Het kabinet heeft besloten per direct te stoppen met nieuwe subsidies voor houtige biogrondstoffen voor laagwaardige warmte. Het gaat hier specifiek om de productie van lage temperatuurswarmte (100°C) uit houtige biogrondstoffen. Deze warmte wordt voornamelijk gebruikt voor het verwarmen van gebouwen en kassen.
Minister Jetten voor Klimaat en Energie: ‘Biogrondstoffen spelen een belangrijke rol bij het bereiken van een klimaatneutrale en circulaire economie. Biogrondstoffen zijn cruciaal om minder afhankelijk te worden van fossiele grondstoffen, zeker in sectoren waar beperkt tot geen duurzame alternatieven bestaan. Tegelijkertijd heeft het kabinet oog voor de maatschappelijke zorgen over biogrondstoffen. Daarom hebben we besloten per direct te stoppen met het afgeven van subsidies voor houtige biogrondstoffen voor laagwaardige warmte.’

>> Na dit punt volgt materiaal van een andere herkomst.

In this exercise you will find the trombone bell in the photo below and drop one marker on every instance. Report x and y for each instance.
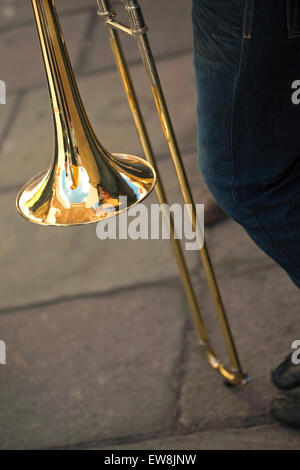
(85, 183)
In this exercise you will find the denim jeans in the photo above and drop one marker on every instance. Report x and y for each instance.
(247, 63)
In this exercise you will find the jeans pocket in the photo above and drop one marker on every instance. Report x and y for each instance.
(248, 19)
(293, 18)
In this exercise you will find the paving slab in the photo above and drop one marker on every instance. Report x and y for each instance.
(90, 369)
(269, 437)
(70, 261)
(31, 141)
(263, 308)
(21, 62)
(170, 34)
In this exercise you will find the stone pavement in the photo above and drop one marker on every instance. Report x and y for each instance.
(101, 349)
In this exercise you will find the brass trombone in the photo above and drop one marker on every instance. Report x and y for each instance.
(85, 181)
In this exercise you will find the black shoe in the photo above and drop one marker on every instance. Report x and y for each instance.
(287, 375)
(286, 408)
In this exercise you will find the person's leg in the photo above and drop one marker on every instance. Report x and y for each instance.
(247, 63)
(249, 148)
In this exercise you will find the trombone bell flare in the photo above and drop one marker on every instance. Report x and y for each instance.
(63, 197)
(85, 183)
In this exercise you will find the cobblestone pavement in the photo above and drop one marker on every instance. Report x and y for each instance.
(101, 349)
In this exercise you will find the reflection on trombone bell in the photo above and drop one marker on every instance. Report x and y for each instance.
(141, 222)
(84, 177)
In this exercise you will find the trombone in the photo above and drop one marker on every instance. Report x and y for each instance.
(84, 182)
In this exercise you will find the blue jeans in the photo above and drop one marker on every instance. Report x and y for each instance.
(247, 62)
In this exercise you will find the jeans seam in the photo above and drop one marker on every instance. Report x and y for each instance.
(248, 19)
(233, 120)
(270, 239)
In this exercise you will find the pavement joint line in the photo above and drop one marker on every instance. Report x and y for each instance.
(171, 282)
(177, 433)
(87, 37)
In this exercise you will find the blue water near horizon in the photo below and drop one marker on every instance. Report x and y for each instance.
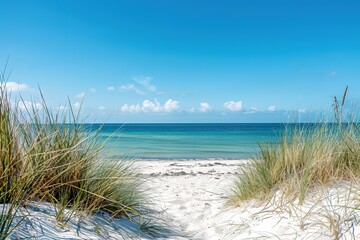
(186, 141)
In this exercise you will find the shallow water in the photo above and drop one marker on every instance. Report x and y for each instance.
(186, 141)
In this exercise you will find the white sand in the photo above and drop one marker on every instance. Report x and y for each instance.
(193, 194)
(189, 200)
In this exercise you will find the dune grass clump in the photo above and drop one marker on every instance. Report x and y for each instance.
(306, 156)
(46, 156)
(73, 172)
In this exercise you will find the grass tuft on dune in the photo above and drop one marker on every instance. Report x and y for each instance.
(47, 156)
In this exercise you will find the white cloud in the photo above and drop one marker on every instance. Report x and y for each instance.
(252, 110)
(14, 87)
(62, 107)
(171, 105)
(150, 106)
(233, 106)
(80, 95)
(76, 105)
(205, 107)
(272, 108)
(131, 87)
(28, 106)
(145, 82)
(302, 110)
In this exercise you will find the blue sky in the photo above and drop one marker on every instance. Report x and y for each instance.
(183, 61)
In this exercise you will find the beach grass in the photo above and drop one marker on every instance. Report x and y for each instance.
(51, 156)
(305, 156)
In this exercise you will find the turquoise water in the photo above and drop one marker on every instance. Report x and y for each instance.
(185, 141)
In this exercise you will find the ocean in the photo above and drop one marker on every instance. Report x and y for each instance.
(186, 141)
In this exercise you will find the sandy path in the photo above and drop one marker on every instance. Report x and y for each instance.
(192, 193)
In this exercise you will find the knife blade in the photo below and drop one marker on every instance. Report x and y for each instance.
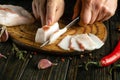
(67, 26)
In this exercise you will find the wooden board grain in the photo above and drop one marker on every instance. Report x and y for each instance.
(24, 35)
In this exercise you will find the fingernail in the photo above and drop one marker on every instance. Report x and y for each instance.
(49, 22)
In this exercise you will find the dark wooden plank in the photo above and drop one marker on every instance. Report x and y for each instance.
(96, 73)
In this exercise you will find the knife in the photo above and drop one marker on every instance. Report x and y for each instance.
(67, 26)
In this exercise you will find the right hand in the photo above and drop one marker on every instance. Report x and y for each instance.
(48, 11)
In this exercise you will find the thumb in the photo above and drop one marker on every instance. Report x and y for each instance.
(50, 13)
(85, 13)
(77, 7)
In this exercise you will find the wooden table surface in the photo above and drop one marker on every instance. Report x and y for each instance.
(68, 68)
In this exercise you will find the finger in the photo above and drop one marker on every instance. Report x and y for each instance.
(50, 14)
(108, 16)
(94, 11)
(34, 9)
(103, 12)
(59, 12)
(76, 11)
(85, 14)
(42, 11)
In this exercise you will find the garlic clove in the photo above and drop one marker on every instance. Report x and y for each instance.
(44, 63)
(3, 34)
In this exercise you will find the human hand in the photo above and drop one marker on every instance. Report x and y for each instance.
(48, 11)
(94, 10)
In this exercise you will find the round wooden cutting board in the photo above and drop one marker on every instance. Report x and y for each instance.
(24, 36)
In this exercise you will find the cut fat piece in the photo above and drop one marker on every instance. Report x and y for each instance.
(74, 45)
(11, 15)
(86, 41)
(56, 35)
(65, 43)
(98, 42)
(43, 34)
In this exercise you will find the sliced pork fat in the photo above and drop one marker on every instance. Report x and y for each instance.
(74, 45)
(56, 35)
(14, 15)
(43, 34)
(65, 43)
(98, 42)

De insteek van het kabinet is dat duurzame biogrondstoffen worden ingezet waar ze de grootste bijdrage leveren aan verduurzaming en waar alternatieven beperkt beschikbaar zijn. Dit soort hoogwaardige toepassingen blijven ondersteund worden. Voorbeelden van hoogwaardige toepassingen zijn onder andere biobeton, verf op basis van biogrondstoffen in plaats van fossiele grondstoffen, groen gas als vervanger van aardgas, of als brandstof voor zwaar wegtransport, luchtvaart en zeevaart waar biobrandstoffen als hoogwaardige dieselvervangers een alternatief bieden.
Om de duurzaamheid van de gebruikte biogrondstoffen te borgen zet Nederland bij de onderhandelingen over de Europese Hernieuwbare Energierichtlijn in op een verdere aanscherping van de Europese duurzaamheidscriteria van biogrondstoffen. Het kabinet zal dit samen met de eisen uit het Duurzaamheidskader biogrondstoffen vastleggen in wet- en regelgeving. Ook gaat het kabinet de certificering van geïmporteerde biogrondstoffen en biogrondstoffen uit eigen land verder aanscherpen.
Met dit besluit bouwt het kabinet voort op het Duurzaamheidskader voor biogrondstoffen dat in oktober 2020 aan de Kamer is aangeboden en het SER-advies Biomassa in Balans (juli 2020), waaraan sociale partners, de energiesector, de industrie en de natuur- en milieuorganisaties hebben bijgedragen.